そして空手を続けることができ、今回は三段の審査を受けることができました。
そしてこれからも、RINGΦ FIGHT(リングの中での寸止めのボクシングやキックボクシング)などの機会をいただけるようになりました。
山口先生はじめ鈴木先生、家族、道場の皆さんには感謝しかありません。
今、MUGEN-KARATEの若い世代がK-1やRISEのアマチュア大会で、頻繁に日本チャンピオンになったりと活躍してくれて、MUGEN-KARATEの新たな可能性を開いてくれています。 とても誇らしく応援しています。

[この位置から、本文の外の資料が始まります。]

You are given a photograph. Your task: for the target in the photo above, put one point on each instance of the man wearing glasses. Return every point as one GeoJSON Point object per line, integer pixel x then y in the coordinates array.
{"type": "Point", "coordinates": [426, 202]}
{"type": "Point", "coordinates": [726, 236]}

そんな彼、彼女たち含めた若い方々に伝えたいことがあります。
それは、この道場では「心と身体」を鍛えることができ、人生の柱を創れるのだ、ということ。
現実社会や生活の中では、心を鍛えるのは本当に難しいものです。
私の歳になってもまだまだです。
でもMUGEN-KARATEの稽古では、先生のご指導のもと、身体の貸し借りを通した優しい仲間たちとの交流で身体をしっかりと鍛えていく中で、必ず心も充実させていけます。
これからも、この無拳流の道場の中で、老若男女、優しく励む人たちと、刺激し合いましょう。
私も、頑張ります!
調子に乗りすぎたら叱ってください(笑)
押忍。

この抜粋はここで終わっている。